There is a prayer, in case the plaintiffs cannot recover the slaves themselves, for an account of the proceeds. This involves a general account of Jenkins' administration — an account to which the next of kin have no primary right, but only the administrator de bonis non of the testator; and he is not made a party. In strictness, as the cause has been brought to a hearing without him, the bill might be dismissed, and perhaps it ought, as no application was made for an account before filing the bill, and the main scope of it touches the title to the slaves, and is wholly groundless. But as Jenkins' administrators submit in their answer to an account with the plaintiff for their shares, without (428) making objection to the want of parties, the Court will permit the *Page 249 cause to stand over, as to the administrators and next of kin of Charles Jenkins, a reasonable time for amendment. But in the meanwhile these defendants are entitled to their costs up to this time.

PER CURIAM. Declare that Charles Jenkins did not purchase, and did not intend to purchase, at the public sale made by him, the slaves in the pleadings mentioned, for his own use or that of William Rountree; but that he bid merely to run up the price for the benefit of the estate of Willie Cannon; and declare further, the said purchase by Jenkins to be merely void. Declare further, that on the day of public sale, and after it, William Rountree purchased from said Charles, as administrator, for a valuable consideration, and without collusion, by a new agreement distinct from the purchase aforesaid of said Charles; and decree that the bill be now dismissed, as against the defendant Jesse Rountree, with costs.

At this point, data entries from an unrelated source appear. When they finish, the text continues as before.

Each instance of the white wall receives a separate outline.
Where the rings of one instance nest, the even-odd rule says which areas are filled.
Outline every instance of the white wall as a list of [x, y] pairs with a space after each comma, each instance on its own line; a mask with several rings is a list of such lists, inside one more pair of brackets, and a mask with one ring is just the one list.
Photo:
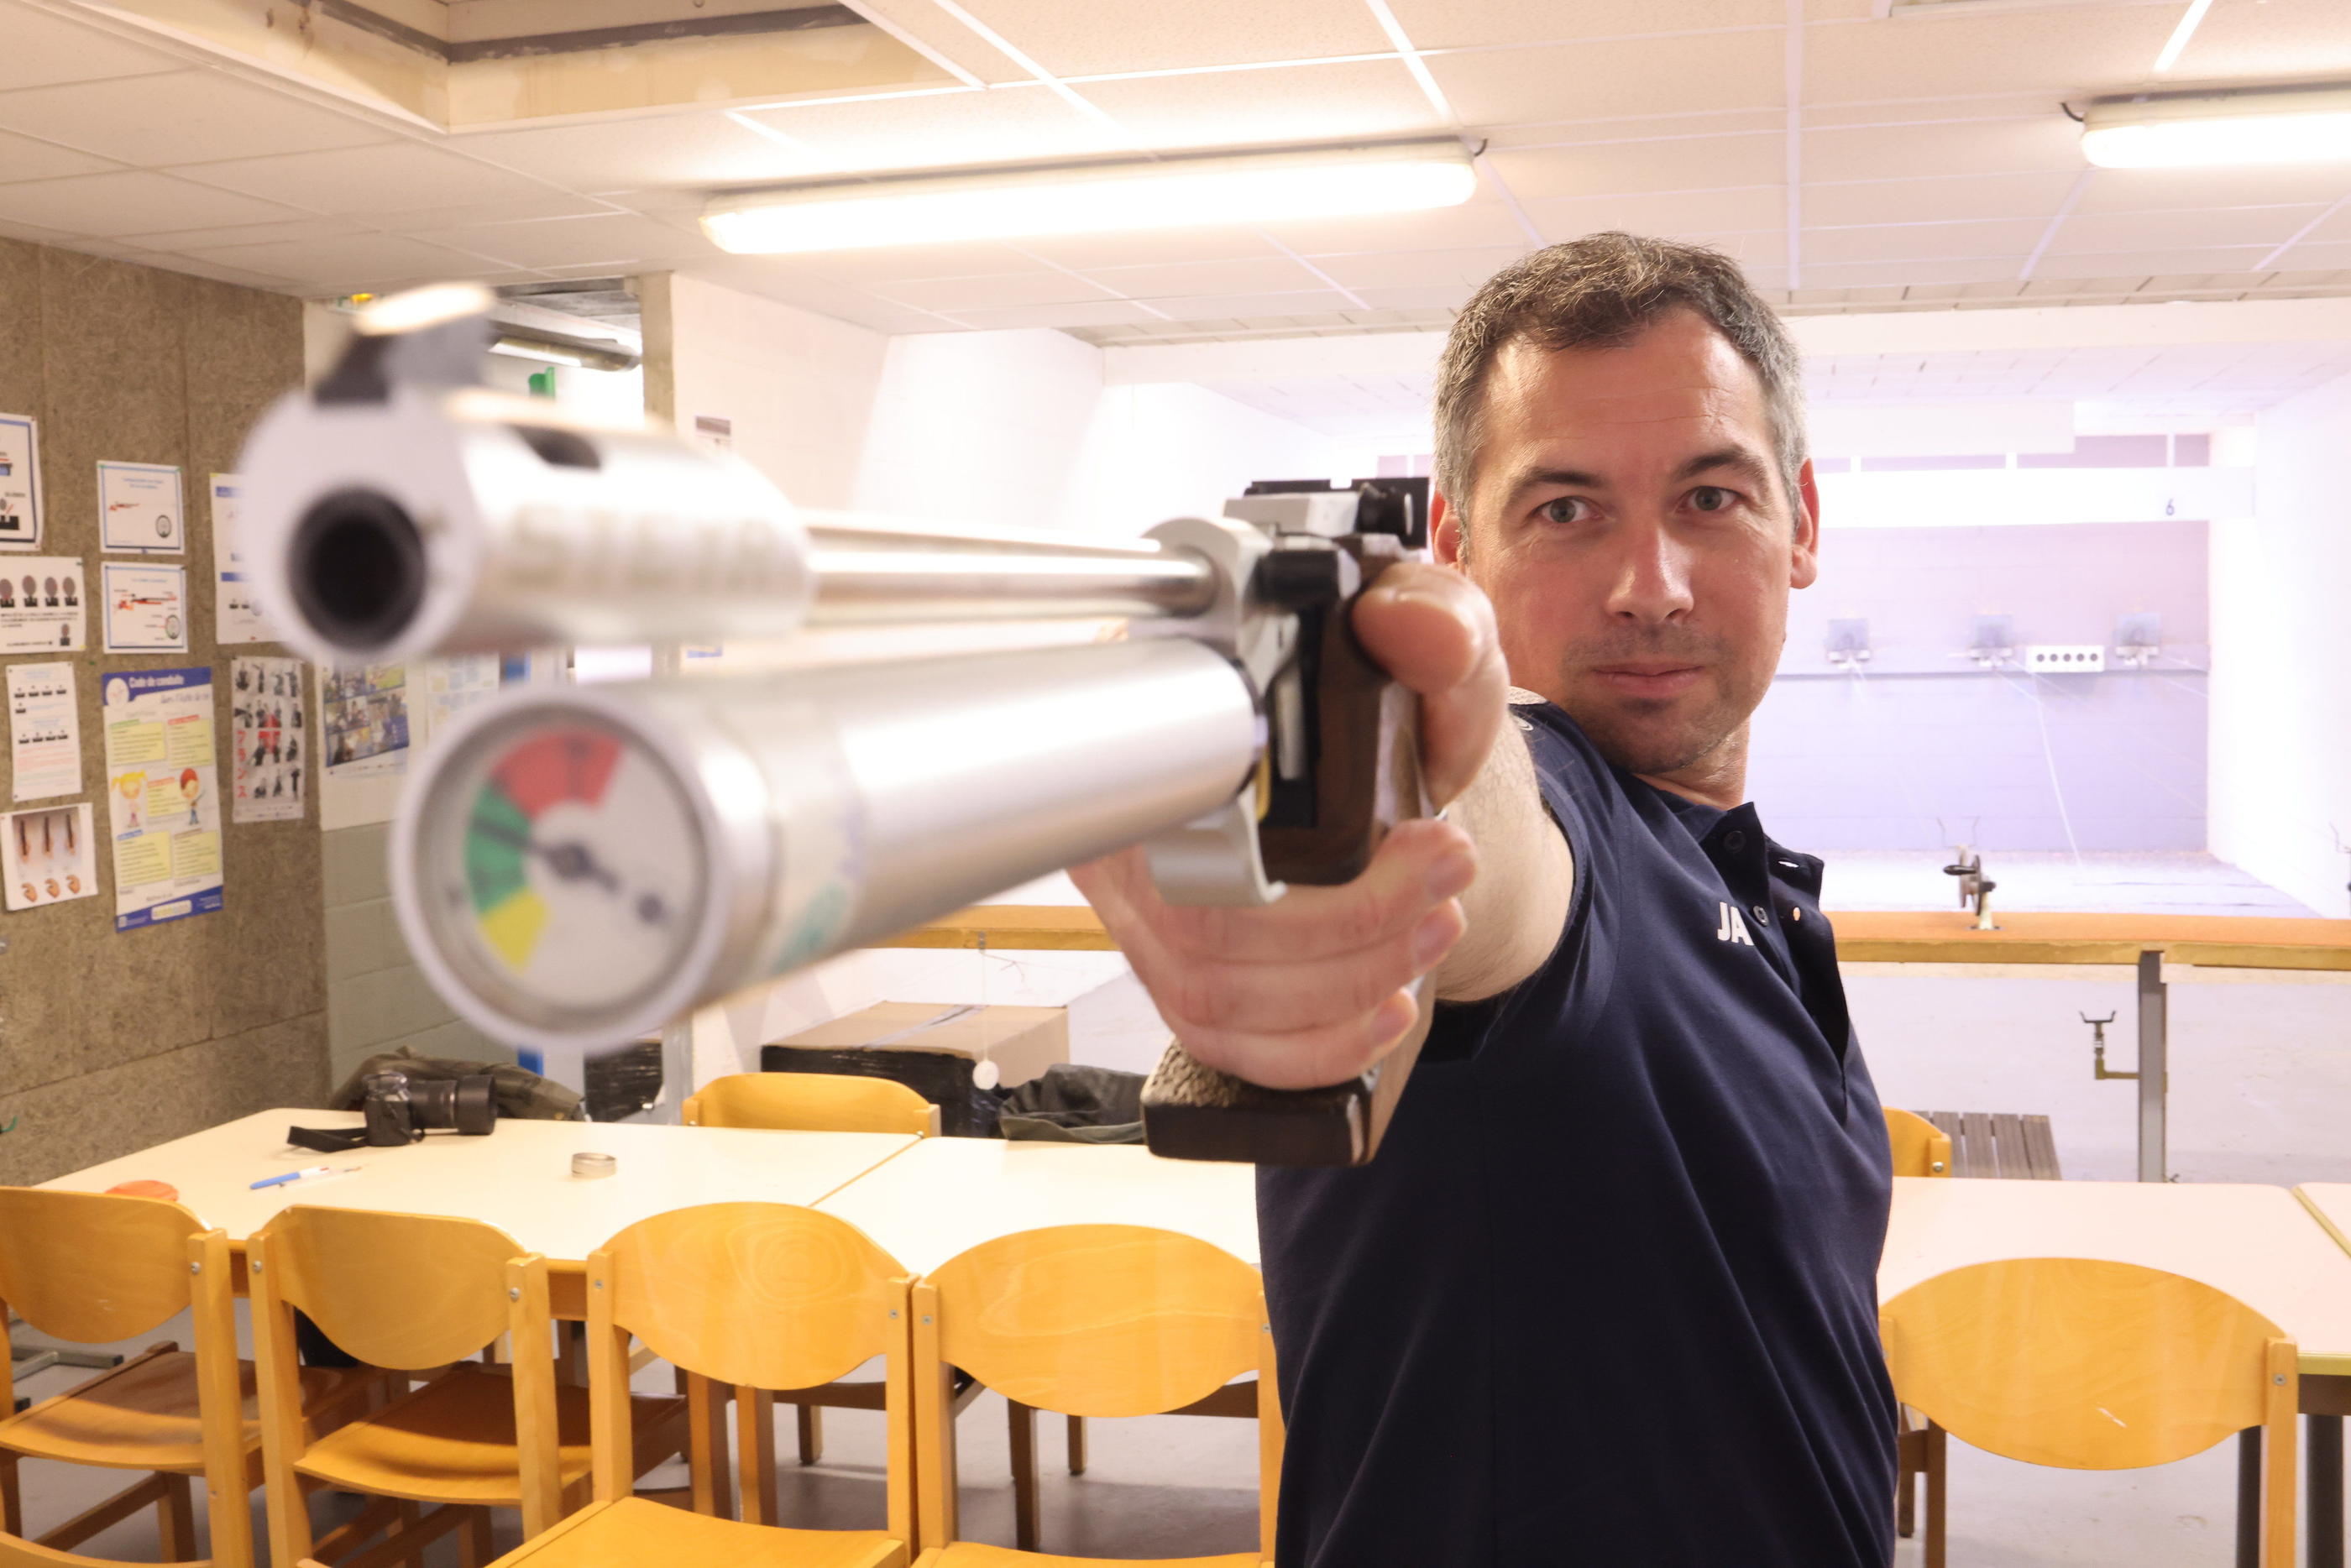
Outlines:
[[2254, 513], [2212, 528], [2212, 852], [2351, 912], [2351, 377], [2261, 416]]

Declare further, that the said Charles is liable to the estate of his testator for the actual value of said slaves, because he did not sell them at auction; but that the said price obtained from the said Rountree was a fair and full one, and therefore the Court doth, under the circumstances, approve of the sale to the said William at that price. And because the plaintiffs cannot proceed to the taking of an account of the estate of the testator which came to the hands of said Charles without having the administrator de bonis non before the Court, let the cause be retained, as against the other defendants, with liberty to the plaintiffs to add parties, etc.

Cited: Wynns v. Alexander, 22 N.C. 59; Wilson v. Doster, 42 N.C. 233;Thompson v. Badham, 70 N.C. 143; Tayloe v. Tayloe, 108 N.C. 73.